EPI tracks the WisdomTree India Earnings Index, measuring the performance of profitable Indian companies that are eligible to be purchased by foreign investors as of the index measurement date.

Reliance Industries, Infosys and Housing Development Finance Co. are the top three holdings of the firm with a combined allocation of 22%. Sector-wise, Financials, Energy and IT dominate the fund, each with double-digit allocation.

EPI manages an asset base of $1.9 billion and trades in good volumes of roughly 4.4 million shares. The fund has lost 6.4% in the past one month, but is still up 25% in the year-to-date frame. EPI currently carries a Zacks ETF Rank #3 or Hold rating.

iShares MSCI Philippines Investable Market Index (EPHE)

This often overlooked market could be an intriguing choice for investors seeking exposure to emerging markets. Though the World Bank has slightly lowered its growth forecast for the Philippines, its economy is expected to continue to expand through next year. Strong consumption, investments, exports and accelerating infrastructure projects are expected to be the key drivers.

The fund invests about $340 million of assets in 42 Philippine stocks. The Financials sector dominates the fund with about 37% exposure, followed by Industrials (22%) and Telecom (13.9%).

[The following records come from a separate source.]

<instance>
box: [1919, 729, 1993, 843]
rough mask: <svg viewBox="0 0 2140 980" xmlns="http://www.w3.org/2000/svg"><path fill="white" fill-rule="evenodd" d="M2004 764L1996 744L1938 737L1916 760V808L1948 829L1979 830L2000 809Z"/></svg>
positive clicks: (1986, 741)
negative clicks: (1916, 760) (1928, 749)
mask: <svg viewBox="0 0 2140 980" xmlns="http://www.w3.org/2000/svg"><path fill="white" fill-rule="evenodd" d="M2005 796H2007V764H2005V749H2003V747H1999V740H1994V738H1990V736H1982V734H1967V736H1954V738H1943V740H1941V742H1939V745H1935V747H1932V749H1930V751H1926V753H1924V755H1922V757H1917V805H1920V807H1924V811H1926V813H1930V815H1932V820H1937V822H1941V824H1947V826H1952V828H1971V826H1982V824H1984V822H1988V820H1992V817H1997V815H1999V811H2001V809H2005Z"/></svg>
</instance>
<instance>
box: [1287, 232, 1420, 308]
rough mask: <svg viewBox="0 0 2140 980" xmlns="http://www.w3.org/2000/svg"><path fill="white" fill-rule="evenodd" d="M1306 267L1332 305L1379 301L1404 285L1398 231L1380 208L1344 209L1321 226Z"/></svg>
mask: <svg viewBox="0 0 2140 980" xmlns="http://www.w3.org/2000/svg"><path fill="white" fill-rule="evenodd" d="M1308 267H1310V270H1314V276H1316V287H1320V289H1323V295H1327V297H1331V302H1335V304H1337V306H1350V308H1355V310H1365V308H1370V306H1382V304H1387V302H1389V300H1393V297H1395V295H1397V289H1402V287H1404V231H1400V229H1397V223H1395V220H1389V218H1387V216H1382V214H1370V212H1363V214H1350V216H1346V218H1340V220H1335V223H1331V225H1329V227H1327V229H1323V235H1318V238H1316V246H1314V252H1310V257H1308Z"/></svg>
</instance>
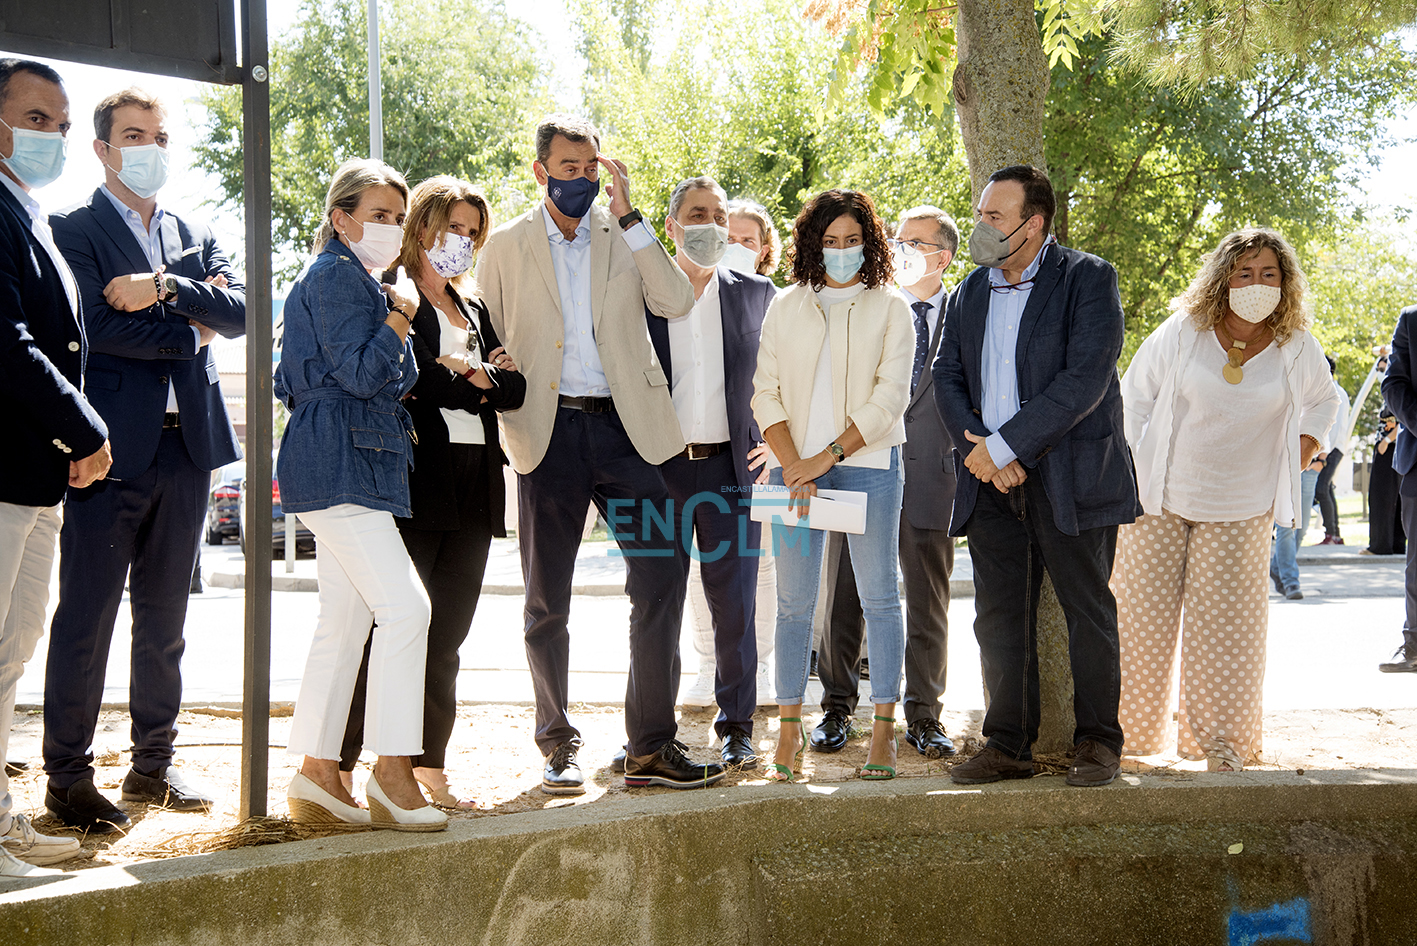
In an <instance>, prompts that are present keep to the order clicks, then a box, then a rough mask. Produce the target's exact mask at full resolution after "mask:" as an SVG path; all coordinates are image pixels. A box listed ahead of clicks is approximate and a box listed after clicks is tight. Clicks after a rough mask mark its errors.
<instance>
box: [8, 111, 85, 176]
mask: <svg viewBox="0 0 1417 946" xmlns="http://www.w3.org/2000/svg"><path fill="white" fill-rule="evenodd" d="M0 125H4V126H6V127H7V129H10V133H11V135H13V136H14V143H13V147H11V153H10V157H3V156H0V161H4V163H6V166H9V167H10V170H11V171H14V176H16V177H18V178H20V183H21V184H24V186H26V187H30V188H35V190H38V188H40V187H44V186H45V184H52V183H54V181H57V180H58V177H60V174H62V173H64V159H65V157H68V154H69V140H68V139H67V137H64V136H62V135H61V133H58V132H33V130H30V129H27V127H14V126H13V125H10V123H9V122H6V120H4V119H0Z"/></svg>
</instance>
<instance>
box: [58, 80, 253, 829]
mask: <svg viewBox="0 0 1417 946" xmlns="http://www.w3.org/2000/svg"><path fill="white" fill-rule="evenodd" d="M94 127H95V132H96V140H95V142H94V152H95V154H96V156H98V159H99V161H101V163H102V164H103V169H105V171H103V174H105V183H103V186H102V187H99V188H98V190H96V191H95V193H94V195H92V197H91V198H89V201H88V204H85V205H81V207H77V208H74V210H69V211H67V212H62V214H55V215H54V217H52V218H51V224H52V227H54V235H55V242H57V244H58V245H60V249H61V251H62V253H64V256H65V259H68V262H69V266H71V268H72V269H74V275H75V278H77V279H78V285H79V295H81V297H82V300H84V307H85V313H86V321H88V333H89V343H91V344H92V347H94V354H92V357H89V361H88V370H86V375H85V378H86V384H88V392H89V398H91V399H92V402H94V406H96V408H98V412H99V414H101V415H102V416H103V419H105V421H106V422H108V428H109V433H111V436H112V440H113V469H112V470H111V474H109V479H108V480H106V481H103V483H99V484H96V486H92V487H89V489H81V490H71V491H69V497H68V508H67V510H65V517H64V531H62V532H61V534H60V549H61V552H60V605H58V610H57V612H55V615H54V622H52V625H51V627H50V656H48V667H47V677H45V685H44V769H45V772H47V773H48V776H50V783H48V789H50V790H48V794H47V796H45V804H47V806H48V809H50V811H51V813H54V814H55V816H57V817H58V819H61V820H62V821H65V823H67V824H72V826H77V827H88V828H91V830H92V828H94V826H101V827H112V826H113V824H122V823H123V821H126V817H125V816H123V814H122V811H119V810H118V807H116V806H113V804H112V803H111V802H108V800H106V799H103V797H102V796H99V794H98V793H96V792H95V793H89V792H88V790H84V797H85V799H86V802H84V803H77V802H75V800H74V797H72V796H74V787H75V786H77V785H79V783H85V782H92V777H94V766H92V762H94V756H92V743H94V726H95V725H96V722H98V711H99V702H101V701H102V695H103V673H105V670H106V667H108V651H109V642H111V639H112V634H113V620H115V617H116V616H118V608H119V603H120V600H122V596H123V579H125V576H128V575H129V568H132V578H130V581H129V588H130V589H132V595H130V598H132V615H133V632H132V636H133V657H132V688H130V704H129V705H130V714H132V731H133V732H132V735H133V765H132V770H130V772H129V773H128V776H126V777H125V779H123V787H122V793H123V800H128V802H147V803H152V804H160V806H166V807H171V809H177V810H198V811H200V810H207V809H208V807H210V806H211V800H210V799H208V797H205V796H204V794H203V793H200V792H197V790H194V789H191V787H190V786H187V785H186V783H184V782H183V780H181V776H180V773H179V772H177V769H176V768H173V765H171V756H173V748H171V745H173V735H174V725H176V719H177V711H179V707H180V704H181V674H180V663H181V653H183V623H184V620H186V616H187V593H188V588H190V583H191V574H193V568H194V565H196V561H197V542H198V540H200V535H201V524H203V518H204V515H205V508H207V490H208V481H210V473H211V470H214V469H217V467H220V466H222V465H225V463H231V462H232V460H235V459H238V457H239V456H241V450H239V448H238V446H237V436H235V431H232V428H231V421H230V419H228V418H227V409H225V405H224V404H222V397H221V385H220V384H218V382H217V365H215V360H214V357H213V354H211V348H210V343H211V340H213V338H214V337H215V336H217V334H218V333H220V334H222V336H225V337H228V338H230V337H237V336H241V334H242V333H244V331H245V292H244V289H242V286H241V285H239V283H237V279H235V273H232V270H231V265H230V263H228V262H227V258H225V255H222V252H221V249H218V248H217V244H215V241H214V239H213V236H211V232H210V231H208V229H207V228H205V227H203V225H200V224H193V222H190V221H184V220H180V218H177V217H176V215H174V214H170V212H164V211H163V210H162V208H159V207H157V200H156V197H157V191H159V188H160V187H162V186H163V183H164V180H166V169H167V132H166V126H164V110H163V108H162V103H160V102H157V101H156V99H153V98H152V96H149V95H146V93H145V92H142V91H139V89H126V91H123V92H118V93H115V95H111V96H109V98H106V99H103V102H101V103H99V106H98V109H95V112H94ZM256 489H259V484H256Z"/></svg>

As far as individual stocks are concerned, Philippine Long Distance Telephone (11.7%), Ayala Land (9.3%) and Universal Robina Corp. (6.4%) take the top three spots with a little over more than one-fourth of fund assets.
The fund has shed 3% in the past one month but is still up 20% this year. EPHE charges 61 basis points as fees and also has a Zacks ETF Rank # 3 (read: Strong Q2 Growth Puts Philippines ETF in Focus).

Beyond BRICs ETF (BBRC)

BBRC is a nice option for investors seeking exposure beyond the BRIC (Brazil, Russia, India, China) group of nations. Instead, BBRC provides exposure to some of the well-positioned nations like Mexico, South Africa, Malaysia and Qatar.

Holding 92 securities in its basket, the fund allocates more than one-third of the assets to Financials, while Telecom and Consumer Services also have double-digit allocations.

The fund manages an asset base of $292.2 million and charges 58 basis points as expenses. BBRC has lost more than 4% in the past month and currently carries a Zacks ETF Rank #3.